Then White-Hat Williams, who had looked forward to this as to the golden moment of his life and had conned his oration until he knew its thunderous periods by heart, stepped forward to nominate the Whig candidates. He took off his hat; and as if that had been the signal for silence, such a stillness fell on all that his voice rang above the multitude like a trumpet.

“Gentlemen,” he said, and smiling looked first to the one side and then to the other. “Gentlemen——”

Alas, he smiled too soon. The Tories grasped the situation, and, furious at the reception which had fallen to the lot of their leaders, determined that if they were not heard, no one should be heard. Before he could utter another word they broke into rabid bellowings, and what their shouts lacked in volume they made up in ill-will. In a twinkling they drowned White-Hat Williams’s voice; and now who so indignant as the Whigs? In thirty seconds half-a-dozen single combats were proceeding in front of the Tory booth, blood flowed from as many noses, and amid a terrific turmoil respectable men and justices of the peace leant across the barriers and shook their fists and flung frenzied challenges broadcast.

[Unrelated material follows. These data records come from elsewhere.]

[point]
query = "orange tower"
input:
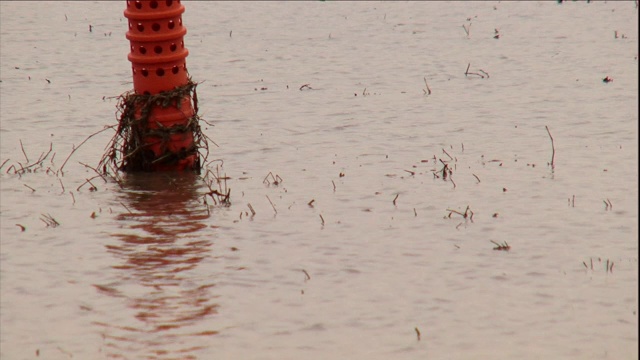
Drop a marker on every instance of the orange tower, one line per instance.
(164, 110)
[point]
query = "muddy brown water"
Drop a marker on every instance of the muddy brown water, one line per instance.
(147, 271)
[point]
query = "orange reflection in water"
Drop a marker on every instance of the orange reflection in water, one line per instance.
(166, 297)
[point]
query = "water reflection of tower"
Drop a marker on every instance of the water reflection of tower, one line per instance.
(167, 298)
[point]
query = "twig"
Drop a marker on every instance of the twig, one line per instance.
(553, 148)
(125, 206)
(273, 206)
(85, 140)
(4, 162)
(25, 154)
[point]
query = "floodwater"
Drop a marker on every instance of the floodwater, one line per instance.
(361, 249)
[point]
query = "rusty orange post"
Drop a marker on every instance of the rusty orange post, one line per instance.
(164, 109)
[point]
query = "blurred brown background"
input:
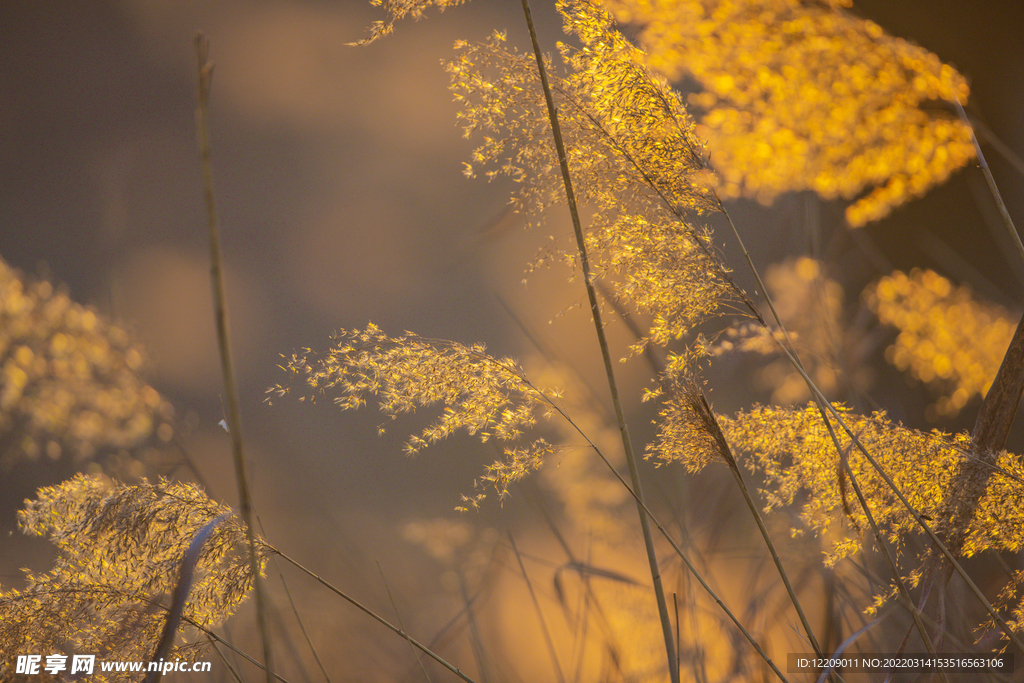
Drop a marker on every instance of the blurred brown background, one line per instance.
(342, 201)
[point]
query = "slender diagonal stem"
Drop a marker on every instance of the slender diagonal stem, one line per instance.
(631, 460)
(205, 73)
(417, 644)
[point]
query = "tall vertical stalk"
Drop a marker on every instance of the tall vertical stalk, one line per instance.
(205, 73)
(631, 460)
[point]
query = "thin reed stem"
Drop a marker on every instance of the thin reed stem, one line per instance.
(540, 612)
(417, 644)
(205, 72)
(631, 460)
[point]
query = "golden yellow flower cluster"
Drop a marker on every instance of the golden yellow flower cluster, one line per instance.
(70, 381)
(798, 95)
(399, 9)
(485, 396)
(120, 555)
(632, 153)
(947, 338)
(794, 450)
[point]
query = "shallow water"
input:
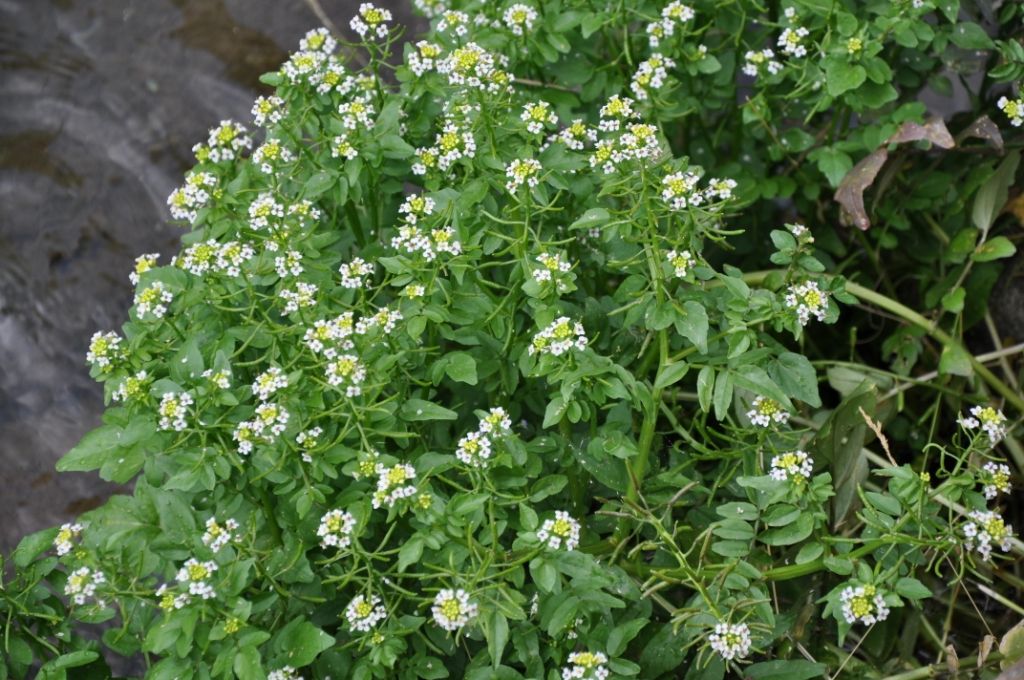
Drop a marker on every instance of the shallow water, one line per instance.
(102, 100)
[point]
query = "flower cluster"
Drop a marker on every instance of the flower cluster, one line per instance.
(365, 612)
(173, 409)
(64, 542)
(519, 18)
(990, 420)
(864, 604)
(681, 262)
(731, 640)
(808, 300)
(392, 484)
(586, 666)
(216, 537)
(650, 75)
(986, 528)
(537, 116)
(795, 466)
(475, 449)
(563, 530)
(132, 387)
(195, 575)
(82, 584)
(453, 608)
(185, 202)
(472, 67)
(758, 62)
(348, 372)
(673, 13)
(792, 40)
(1014, 109)
(371, 22)
(996, 479)
(765, 411)
(224, 143)
(142, 264)
(559, 337)
(336, 529)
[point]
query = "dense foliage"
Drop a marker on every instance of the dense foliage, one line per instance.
(582, 340)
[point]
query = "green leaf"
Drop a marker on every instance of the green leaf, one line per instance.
(417, 410)
(300, 642)
(796, 669)
(991, 197)
(791, 534)
(461, 368)
(994, 249)
(971, 36)
(591, 218)
(954, 360)
(671, 374)
(843, 77)
(692, 325)
(912, 589)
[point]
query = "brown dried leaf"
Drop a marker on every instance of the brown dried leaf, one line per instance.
(850, 194)
(934, 130)
(983, 128)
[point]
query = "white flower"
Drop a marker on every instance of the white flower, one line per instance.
(142, 264)
(796, 466)
(336, 529)
(103, 349)
(988, 419)
(792, 41)
(764, 412)
(522, 171)
(267, 111)
(864, 604)
(262, 210)
(82, 584)
(586, 666)
(269, 382)
(303, 296)
(730, 640)
(173, 408)
(808, 300)
(996, 478)
(474, 450)
(153, 300)
(286, 673)
(391, 484)
(679, 189)
(195, 574)
(757, 62)
(353, 273)
(563, 530)
(519, 18)
(363, 613)
(559, 337)
(270, 155)
(65, 538)
(984, 529)
(681, 262)
(1014, 109)
(318, 40)
(453, 609)
(347, 371)
(216, 537)
(371, 20)
(132, 387)
(537, 116)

All to no purpose. The Tories, though so much the weaker party, though but one to eight, could not be silenced. After making three or four attempts to gain a hearing White-Hat Williams saw that he must reserve his oration: and with a scowl he shouted his names into the ear of the clerk.

“Who? Who did he say?” growled the Squire, panting with rage and hoarse with shouting. His face was crimson, his cravat awry, he had lost his hat. “Who? Who?”

“Wrench and—one moment, sir!”

“Eh? Who do you say?”

“I couldn’t hear! One moment, sir! Oh, yes! Wrench and Vaughan!”

“Vaughan?” old Rowley cried with a profane oath. “Impossible!”

But it was not impossible! Though so great was the surprise, so striking the effect upon Sir Robert’s supporters that for a few seconds something like silence supervened. The serpent! The serpent! Here was a blow indeed—in the back!